Im Streitfall ist unstreitig, dass die Kl. zusammen zu veranlagen sind. Der Senat geht auch davon aus, dass an den Stichtagen jedenfalls in Höhe der Schulden, die im Klagantrag genannt sind, eine tatsächliche und wirtschaftliche Belastung der Kl. vorlag. Denn in Höhe dieser Beträge waren sie entweder bereits in Anspruch genommen worden oder mussten zumindest damit rechnen, in Anspruch genommen zu werden.

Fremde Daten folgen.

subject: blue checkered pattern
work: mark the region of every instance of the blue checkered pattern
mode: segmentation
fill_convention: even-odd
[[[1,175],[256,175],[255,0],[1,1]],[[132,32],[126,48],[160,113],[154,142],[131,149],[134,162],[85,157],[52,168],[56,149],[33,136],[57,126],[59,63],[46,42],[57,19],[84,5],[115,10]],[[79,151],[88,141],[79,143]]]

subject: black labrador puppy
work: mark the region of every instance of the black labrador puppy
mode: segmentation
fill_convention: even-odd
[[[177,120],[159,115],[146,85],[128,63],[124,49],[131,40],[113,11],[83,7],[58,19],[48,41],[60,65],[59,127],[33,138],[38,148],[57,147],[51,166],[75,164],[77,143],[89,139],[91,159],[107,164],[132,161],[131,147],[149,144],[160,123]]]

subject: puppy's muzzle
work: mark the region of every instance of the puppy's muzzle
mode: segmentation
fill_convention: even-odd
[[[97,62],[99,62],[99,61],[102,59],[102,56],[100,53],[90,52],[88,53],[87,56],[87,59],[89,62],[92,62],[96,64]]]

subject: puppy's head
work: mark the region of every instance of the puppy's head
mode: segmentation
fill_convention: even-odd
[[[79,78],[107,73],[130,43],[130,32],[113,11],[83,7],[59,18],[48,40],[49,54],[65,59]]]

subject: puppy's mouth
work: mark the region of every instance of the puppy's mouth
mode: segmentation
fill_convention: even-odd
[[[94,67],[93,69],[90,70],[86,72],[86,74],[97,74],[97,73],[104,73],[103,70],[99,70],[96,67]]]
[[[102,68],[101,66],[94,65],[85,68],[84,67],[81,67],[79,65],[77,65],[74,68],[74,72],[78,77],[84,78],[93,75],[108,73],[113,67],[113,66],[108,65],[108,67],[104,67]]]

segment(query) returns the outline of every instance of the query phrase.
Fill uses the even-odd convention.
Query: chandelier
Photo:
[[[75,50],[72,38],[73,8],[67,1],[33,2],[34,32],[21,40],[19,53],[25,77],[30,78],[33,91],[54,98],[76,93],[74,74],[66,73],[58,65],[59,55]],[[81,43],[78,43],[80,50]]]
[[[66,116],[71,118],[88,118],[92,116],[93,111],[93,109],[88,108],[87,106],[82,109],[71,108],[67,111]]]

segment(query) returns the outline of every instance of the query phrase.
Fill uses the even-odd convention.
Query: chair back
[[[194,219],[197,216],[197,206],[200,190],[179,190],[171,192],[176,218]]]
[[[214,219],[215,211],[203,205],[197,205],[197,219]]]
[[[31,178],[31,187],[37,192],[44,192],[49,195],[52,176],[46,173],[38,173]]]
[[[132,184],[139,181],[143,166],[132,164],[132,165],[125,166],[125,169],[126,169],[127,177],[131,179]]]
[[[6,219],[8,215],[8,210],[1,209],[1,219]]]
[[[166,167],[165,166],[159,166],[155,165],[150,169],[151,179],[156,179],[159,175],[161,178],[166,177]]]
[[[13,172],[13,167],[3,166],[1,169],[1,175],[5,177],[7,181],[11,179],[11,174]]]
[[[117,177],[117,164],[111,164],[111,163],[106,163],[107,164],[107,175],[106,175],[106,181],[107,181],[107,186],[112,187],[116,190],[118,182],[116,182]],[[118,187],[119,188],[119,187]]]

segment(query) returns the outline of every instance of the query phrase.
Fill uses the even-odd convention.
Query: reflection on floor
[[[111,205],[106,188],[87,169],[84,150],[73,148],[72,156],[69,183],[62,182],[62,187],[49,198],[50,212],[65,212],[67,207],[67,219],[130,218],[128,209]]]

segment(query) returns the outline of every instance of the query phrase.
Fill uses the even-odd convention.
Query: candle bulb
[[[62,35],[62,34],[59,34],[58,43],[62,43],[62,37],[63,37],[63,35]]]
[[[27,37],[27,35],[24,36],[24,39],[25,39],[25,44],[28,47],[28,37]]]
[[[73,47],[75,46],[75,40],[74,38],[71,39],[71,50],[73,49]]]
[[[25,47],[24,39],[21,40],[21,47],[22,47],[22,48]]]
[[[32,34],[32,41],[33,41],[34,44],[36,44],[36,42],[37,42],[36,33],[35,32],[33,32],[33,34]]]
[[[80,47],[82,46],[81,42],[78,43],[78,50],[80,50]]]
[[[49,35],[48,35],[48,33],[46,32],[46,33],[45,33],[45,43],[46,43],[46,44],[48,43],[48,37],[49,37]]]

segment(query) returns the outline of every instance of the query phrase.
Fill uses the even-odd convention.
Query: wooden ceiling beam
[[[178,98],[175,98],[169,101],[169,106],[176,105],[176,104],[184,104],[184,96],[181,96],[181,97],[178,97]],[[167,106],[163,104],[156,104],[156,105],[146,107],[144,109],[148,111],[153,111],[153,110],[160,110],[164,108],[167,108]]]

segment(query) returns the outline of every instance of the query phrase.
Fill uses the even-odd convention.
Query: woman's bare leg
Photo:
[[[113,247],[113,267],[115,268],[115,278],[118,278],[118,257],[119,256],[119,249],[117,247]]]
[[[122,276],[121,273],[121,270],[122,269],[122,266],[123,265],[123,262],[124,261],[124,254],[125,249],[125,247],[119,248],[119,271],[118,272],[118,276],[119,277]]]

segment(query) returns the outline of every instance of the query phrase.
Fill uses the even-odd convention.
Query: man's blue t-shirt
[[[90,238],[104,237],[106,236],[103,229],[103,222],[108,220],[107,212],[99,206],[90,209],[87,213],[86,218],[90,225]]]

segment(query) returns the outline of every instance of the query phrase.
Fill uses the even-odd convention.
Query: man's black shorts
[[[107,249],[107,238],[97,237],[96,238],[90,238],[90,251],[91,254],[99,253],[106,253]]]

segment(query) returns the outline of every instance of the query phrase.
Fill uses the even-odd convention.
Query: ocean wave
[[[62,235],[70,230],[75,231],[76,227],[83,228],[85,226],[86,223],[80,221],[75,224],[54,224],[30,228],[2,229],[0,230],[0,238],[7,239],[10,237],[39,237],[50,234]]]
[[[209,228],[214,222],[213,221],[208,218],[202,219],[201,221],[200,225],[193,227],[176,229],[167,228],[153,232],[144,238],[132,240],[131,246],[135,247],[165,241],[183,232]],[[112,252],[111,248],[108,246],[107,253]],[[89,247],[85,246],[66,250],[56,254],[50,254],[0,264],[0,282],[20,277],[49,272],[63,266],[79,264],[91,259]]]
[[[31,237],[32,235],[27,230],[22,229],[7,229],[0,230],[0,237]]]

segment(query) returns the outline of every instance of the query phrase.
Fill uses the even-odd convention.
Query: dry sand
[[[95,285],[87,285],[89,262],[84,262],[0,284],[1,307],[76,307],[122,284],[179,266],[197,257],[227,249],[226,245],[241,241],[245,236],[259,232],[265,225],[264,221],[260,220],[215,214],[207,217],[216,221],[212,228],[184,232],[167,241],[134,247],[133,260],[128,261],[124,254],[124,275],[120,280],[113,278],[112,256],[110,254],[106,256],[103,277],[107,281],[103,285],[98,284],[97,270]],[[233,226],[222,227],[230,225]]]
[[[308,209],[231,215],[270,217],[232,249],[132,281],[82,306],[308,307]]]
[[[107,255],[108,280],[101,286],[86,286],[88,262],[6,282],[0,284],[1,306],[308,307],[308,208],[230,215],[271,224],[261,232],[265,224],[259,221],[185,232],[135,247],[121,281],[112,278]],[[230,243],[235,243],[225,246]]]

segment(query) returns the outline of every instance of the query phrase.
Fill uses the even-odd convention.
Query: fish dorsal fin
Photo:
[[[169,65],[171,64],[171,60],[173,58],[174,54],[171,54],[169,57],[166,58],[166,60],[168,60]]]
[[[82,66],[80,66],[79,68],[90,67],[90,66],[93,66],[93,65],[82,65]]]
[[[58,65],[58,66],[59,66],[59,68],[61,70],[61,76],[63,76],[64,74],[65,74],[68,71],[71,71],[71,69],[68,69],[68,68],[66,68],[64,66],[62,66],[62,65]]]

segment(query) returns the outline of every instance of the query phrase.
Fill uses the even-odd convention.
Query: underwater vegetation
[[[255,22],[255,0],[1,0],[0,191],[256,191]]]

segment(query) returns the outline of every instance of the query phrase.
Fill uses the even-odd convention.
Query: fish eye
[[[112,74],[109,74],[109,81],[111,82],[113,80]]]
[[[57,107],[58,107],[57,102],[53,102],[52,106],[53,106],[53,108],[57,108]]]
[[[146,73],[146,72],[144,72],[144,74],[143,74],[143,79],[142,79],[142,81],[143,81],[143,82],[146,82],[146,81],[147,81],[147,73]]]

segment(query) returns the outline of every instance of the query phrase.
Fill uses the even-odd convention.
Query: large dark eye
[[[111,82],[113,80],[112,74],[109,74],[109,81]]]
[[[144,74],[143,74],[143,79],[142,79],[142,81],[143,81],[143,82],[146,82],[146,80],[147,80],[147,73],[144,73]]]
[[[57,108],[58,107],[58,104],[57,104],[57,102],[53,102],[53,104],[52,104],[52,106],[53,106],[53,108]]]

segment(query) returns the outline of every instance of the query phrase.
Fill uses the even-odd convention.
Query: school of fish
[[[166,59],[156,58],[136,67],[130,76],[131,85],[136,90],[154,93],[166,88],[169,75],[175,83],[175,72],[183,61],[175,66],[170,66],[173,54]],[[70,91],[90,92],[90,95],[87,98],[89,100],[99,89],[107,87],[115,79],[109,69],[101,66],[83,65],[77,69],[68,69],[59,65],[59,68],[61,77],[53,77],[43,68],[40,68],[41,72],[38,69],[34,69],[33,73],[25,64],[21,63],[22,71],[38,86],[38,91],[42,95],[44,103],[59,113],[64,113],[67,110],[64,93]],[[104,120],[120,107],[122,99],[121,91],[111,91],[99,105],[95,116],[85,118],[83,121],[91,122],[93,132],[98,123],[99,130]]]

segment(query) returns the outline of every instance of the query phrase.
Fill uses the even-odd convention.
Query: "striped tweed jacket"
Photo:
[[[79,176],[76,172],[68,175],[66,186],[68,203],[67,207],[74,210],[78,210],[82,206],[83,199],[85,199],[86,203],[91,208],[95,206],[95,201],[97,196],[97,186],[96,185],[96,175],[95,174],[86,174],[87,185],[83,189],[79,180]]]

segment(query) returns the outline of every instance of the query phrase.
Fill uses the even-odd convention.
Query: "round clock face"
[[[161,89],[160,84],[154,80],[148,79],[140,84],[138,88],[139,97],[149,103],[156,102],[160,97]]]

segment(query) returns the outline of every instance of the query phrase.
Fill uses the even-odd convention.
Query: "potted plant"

Der in der mündlichen Verhandlung vorgetragenen Auffassung des FA, es habe sich um freiwillige Zahlungen des Kl. gehandelt, folgt der Senat nicht. Damit ist das positive Vermögen des Kl. mit dem negativen Vermögen der Kl.'in zu saldieren. Die VSt ermäßigt sich wie folgt:

18

Die Kostenentscheidung beruht auf § 135 Abs. 1 Finanzgerichtsordnung (FGO).

19

Die übrigen Nebenentscheidungen folgen aus den§§ 151 Abs. 3 und 155 FGO i.V.m. §§ 708 Nr. 10, 711 Zivilprozessordnung.